= Zheng Lu =

Chinese artist

Zheng Lu (郑路) (born 1978 in Inner Mongolia, China) is an artist based in Beijing. Zheng Lu studied at Lu Xun Fine Arts Academy from 1998 to 2003 before continuing to Beijing's Central Academy of Fine Arts from 2004 until 2007. While still in school, Zheng won the LVMH Prize, which provided the artist with three months training at the École nationale supérieure des Beaux-Arts (ENSBA) in Paris. Zheng has mainly produced sculpture and installation work with steel structure, and also two-dimensional, multimedia, stage and public art.
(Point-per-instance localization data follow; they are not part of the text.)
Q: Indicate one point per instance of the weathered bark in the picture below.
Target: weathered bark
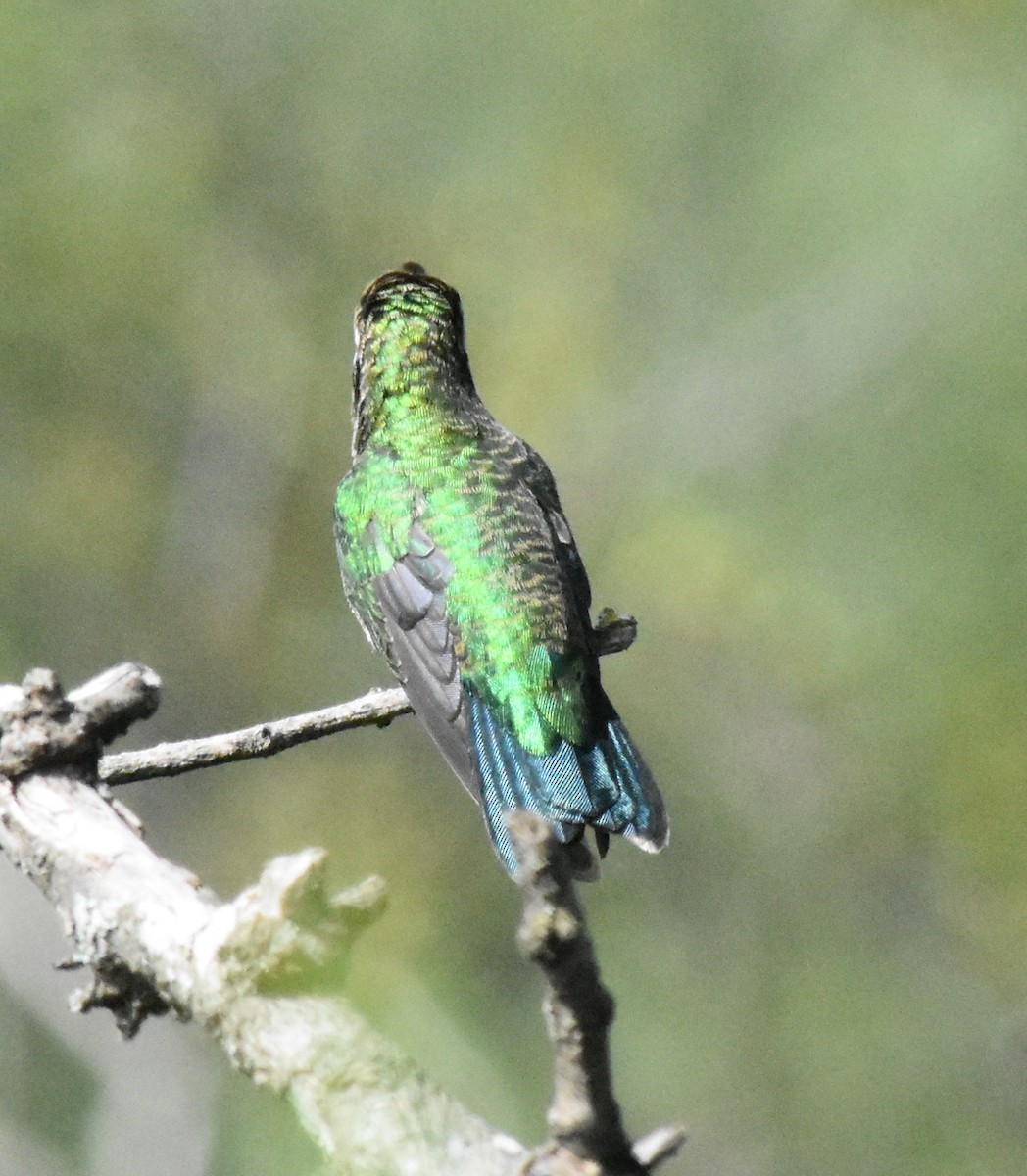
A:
(157, 941)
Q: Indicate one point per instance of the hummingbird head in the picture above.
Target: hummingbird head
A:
(409, 330)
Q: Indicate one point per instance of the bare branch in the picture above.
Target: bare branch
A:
(613, 634)
(159, 942)
(584, 1115)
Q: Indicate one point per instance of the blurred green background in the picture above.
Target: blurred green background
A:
(753, 277)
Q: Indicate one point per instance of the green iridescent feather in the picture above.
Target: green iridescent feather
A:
(459, 564)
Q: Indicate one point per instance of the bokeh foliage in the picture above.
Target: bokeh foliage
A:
(752, 276)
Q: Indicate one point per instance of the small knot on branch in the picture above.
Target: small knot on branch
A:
(41, 727)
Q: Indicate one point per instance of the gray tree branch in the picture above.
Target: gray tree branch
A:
(156, 941)
(613, 634)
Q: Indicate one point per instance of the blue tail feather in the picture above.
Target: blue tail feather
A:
(605, 783)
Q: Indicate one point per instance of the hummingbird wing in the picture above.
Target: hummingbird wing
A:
(420, 644)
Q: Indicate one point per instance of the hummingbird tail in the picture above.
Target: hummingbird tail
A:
(605, 785)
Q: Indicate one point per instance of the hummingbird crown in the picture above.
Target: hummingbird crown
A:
(409, 329)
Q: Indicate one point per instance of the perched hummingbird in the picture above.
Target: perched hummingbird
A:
(462, 569)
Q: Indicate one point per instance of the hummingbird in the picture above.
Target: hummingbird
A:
(459, 564)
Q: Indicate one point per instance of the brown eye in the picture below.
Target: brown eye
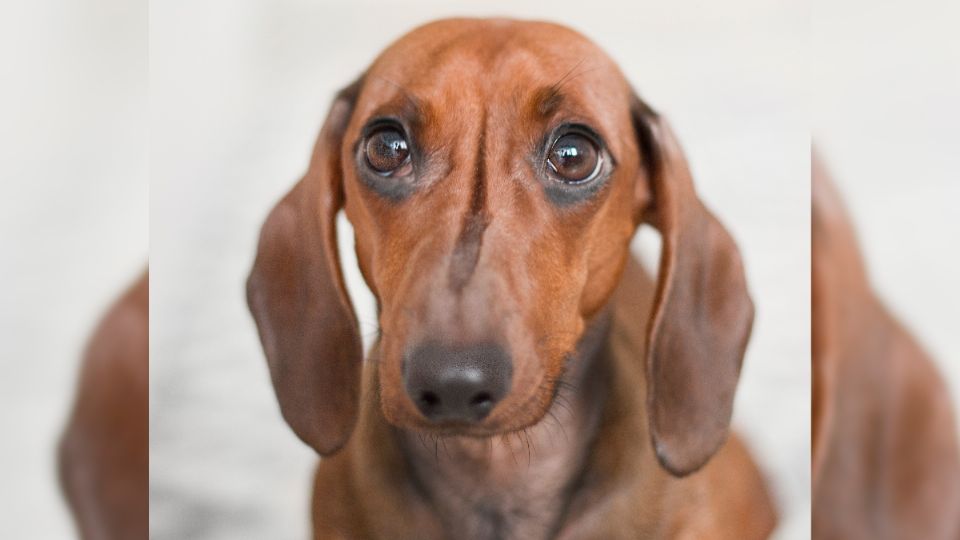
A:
(387, 150)
(574, 158)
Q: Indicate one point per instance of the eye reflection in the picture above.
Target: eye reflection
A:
(574, 158)
(387, 152)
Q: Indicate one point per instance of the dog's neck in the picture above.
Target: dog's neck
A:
(516, 485)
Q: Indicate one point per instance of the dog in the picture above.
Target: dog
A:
(529, 379)
(104, 450)
(884, 447)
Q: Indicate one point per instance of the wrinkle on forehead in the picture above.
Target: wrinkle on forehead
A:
(490, 53)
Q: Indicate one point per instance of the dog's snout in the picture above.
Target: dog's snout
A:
(457, 382)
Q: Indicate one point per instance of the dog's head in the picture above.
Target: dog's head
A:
(494, 172)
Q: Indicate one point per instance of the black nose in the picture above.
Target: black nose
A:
(457, 383)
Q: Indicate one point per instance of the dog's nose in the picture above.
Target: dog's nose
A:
(457, 382)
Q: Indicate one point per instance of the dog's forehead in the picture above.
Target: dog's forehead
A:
(466, 60)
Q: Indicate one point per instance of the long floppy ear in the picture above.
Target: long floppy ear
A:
(297, 296)
(702, 314)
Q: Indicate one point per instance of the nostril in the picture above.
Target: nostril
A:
(481, 404)
(429, 400)
(483, 398)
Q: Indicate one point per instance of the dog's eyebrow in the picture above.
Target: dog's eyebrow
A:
(547, 99)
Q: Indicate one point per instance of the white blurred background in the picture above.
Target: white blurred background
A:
(73, 222)
(886, 121)
(238, 92)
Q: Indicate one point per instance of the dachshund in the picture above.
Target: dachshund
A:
(103, 453)
(529, 379)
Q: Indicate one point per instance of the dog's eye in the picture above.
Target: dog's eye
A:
(387, 152)
(574, 158)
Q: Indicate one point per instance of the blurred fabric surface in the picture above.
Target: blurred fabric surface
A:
(73, 223)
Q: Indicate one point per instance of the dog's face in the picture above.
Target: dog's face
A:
(490, 172)
(494, 172)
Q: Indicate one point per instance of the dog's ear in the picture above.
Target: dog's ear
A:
(297, 296)
(702, 313)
Zheng Lu's first solo exhibitions were in Beijing, starting in 2009 at New Age Gallery with "Interpreting Nonexistence." In 2010 at F2 Gallery, Zheng had a showing of sculptures titled, "Zheng Lu: Object Distance." That year Zheng also showed "Constellations Shen and Shang," at J Art in Shanghai. In 2011 Zheng had a solo show "Passage of Time" at Schoeni Art Gallery, Hong Kong and then "Bow Without an Arrow," at MOT/ARTS in Taipei. His most recent solo exhibition was "Water from Water," at Shanghai Gallery of Art. In October 2015, ZHENG Lu's solo exhibition, “SHIOSAI”, was on view in Museum of Contemporary Art, Taipei, Taiwan(MOCA, TAIPEI). In 2016, his “Transition” and “Re-sist-ance” was respectively exhibited in Parkview Museum, Beijing, and Long Museum, Shanghai, China. Zheng has gradually formed and improved his own aesthetic logic and vocabulary. Through incorporating into art material, scripts, water, time, space, and other relevant concepts, he developed his unique style in art.